Pour se donner une idée de l’échelle : c’est presque autant que la population totale de la Belgique, concentrée sur un territoire de 12 000 km², soit à peine 2% de la surface du pays. Cette densité extrême change absolument tout pour le football amateur. Là où un club rural doit parfois recruter à 30 kilomètres à la ronde pour remplir une équipe de U13, un éducateur francilien voit défiler des dizaines de gamins par simple bouche-à-oreille dans son quartier. Le vivier n’est jamais loin, il est littéralement au pied de l’immeuble.
Forcément, s’il y a beaucoup d’habitants, il y a un bassin de jeunes plus important qui donne plus de possibilités que certains deviennent footballeurs professionnels. La Ligue de Paris Île-de-France de Football (LPIFF) compte plus de 320 000 licenciés et 1 100 clubs.
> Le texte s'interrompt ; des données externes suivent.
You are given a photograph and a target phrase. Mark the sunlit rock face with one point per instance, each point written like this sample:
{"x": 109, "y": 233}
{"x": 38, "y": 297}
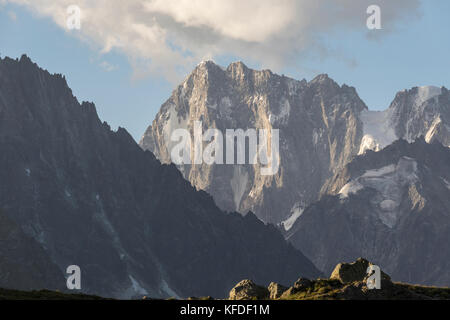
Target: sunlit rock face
{"x": 322, "y": 126}
{"x": 392, "y": 206}
{"x": 319, "y": 132}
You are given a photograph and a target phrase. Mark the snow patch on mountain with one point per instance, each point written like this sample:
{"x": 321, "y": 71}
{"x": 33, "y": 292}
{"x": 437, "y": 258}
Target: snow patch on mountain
{"x": 388, "y": 181}
{"x": 426, "y": 93}
{"x": 296, "y": 212}
{"x": 377, "y": 131}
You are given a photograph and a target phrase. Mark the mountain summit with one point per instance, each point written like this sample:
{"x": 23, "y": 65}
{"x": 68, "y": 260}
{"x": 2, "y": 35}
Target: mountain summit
{"x": 76, "y": 193}
{"x": 319, "y": 132}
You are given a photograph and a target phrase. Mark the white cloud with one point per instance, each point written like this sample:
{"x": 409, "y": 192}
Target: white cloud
{"x": 105, "y": 65}
{"x": 12, "y": 15}
{"x": 168, "y": 37}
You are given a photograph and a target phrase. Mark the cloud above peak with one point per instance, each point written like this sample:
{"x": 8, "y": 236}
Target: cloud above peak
{"x": 168, "y": 37}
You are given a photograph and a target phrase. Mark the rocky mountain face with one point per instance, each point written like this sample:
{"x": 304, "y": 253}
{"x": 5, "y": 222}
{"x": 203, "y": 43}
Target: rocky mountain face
{"x": 319, "y": 132}
{"x": 421, "y": 111}
{"x": 392, "y": 206}
{"x": 322, "y": 127}
{"x": 79, "y": 193}
{"x": 24, "y": 264}
{"x": 347, "y": 282}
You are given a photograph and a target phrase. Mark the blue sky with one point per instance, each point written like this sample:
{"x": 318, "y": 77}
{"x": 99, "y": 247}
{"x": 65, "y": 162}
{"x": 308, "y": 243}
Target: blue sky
{"x": 416, "y": 53}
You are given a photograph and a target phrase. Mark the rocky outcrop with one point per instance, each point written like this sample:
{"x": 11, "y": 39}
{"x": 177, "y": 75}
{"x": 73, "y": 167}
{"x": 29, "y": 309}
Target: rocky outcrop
{"x": 348, "y": 282}
{"x": 354, "y": 272}
{"x": 276, "y": 290}
{"x": 86, "y": 195}
{"x": 248, "y": 290}
{"x": 391, "y": 206}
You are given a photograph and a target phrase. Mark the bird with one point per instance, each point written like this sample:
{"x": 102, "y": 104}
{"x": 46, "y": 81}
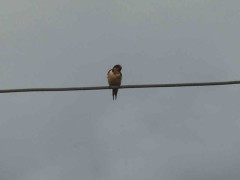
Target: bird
{"x": 114, "y": 77}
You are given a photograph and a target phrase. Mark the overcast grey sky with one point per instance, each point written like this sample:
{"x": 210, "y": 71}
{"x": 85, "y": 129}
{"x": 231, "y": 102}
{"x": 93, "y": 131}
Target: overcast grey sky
{"x": 168, "y": 133}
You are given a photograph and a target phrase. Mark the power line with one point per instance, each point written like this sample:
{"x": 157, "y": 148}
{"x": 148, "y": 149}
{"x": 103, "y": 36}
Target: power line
{"x": 120, "y": 87}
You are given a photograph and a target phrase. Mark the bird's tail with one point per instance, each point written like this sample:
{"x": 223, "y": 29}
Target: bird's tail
{"x": 114, "y": 92}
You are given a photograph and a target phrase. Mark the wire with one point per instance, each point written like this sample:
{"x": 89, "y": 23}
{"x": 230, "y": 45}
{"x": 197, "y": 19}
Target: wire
{"x": 120, "y": 87}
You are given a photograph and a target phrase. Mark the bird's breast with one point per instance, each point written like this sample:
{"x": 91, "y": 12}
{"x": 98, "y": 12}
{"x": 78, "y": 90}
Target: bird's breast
{"x": 114, "y": 78}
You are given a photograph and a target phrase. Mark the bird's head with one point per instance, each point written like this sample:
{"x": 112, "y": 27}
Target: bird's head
{"x": 117, "y": 67}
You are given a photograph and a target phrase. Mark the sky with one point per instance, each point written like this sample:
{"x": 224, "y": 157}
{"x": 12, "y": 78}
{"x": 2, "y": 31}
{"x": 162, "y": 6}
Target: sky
{"x": 160, "y": 133}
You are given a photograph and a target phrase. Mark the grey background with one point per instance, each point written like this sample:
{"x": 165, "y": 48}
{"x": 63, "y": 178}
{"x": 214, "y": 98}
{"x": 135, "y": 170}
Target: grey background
{"x": 168, "y": 133}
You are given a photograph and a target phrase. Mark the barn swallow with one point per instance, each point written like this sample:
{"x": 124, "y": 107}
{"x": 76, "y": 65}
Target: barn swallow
{"x": 114, "y": 76}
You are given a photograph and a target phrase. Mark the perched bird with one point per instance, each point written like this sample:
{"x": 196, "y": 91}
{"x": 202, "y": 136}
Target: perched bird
{"x": 114, "y": 76}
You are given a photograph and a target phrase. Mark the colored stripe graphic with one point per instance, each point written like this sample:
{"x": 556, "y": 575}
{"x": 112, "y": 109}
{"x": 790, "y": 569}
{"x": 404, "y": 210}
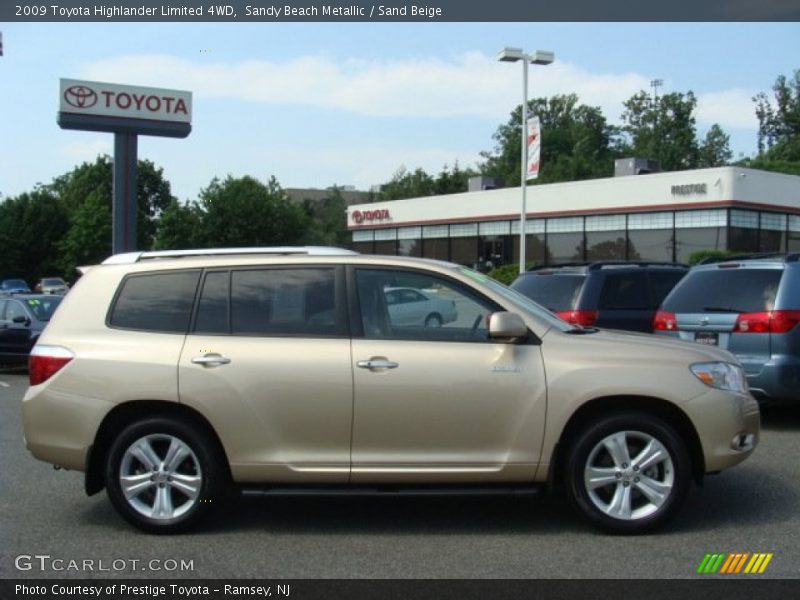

À titre de comparaison, des pays comme le Portugal ou la Turquie comptent moins de jeunes au sein de leurs clubs.
Autrement dit, une seule ligue régionale française licencie à elle seule plus de jeunes joueurs que des fédérations nationales entières. Ce n’est pas une région qui fait du football, c’est un pays dans le pays. Preuve la plus concrète de cette densité : depuis la saison 2025-2026, avec la montée du Paris FC aux côtés du PSG, l'Île-de-France compte deux clubs en Ligue 1.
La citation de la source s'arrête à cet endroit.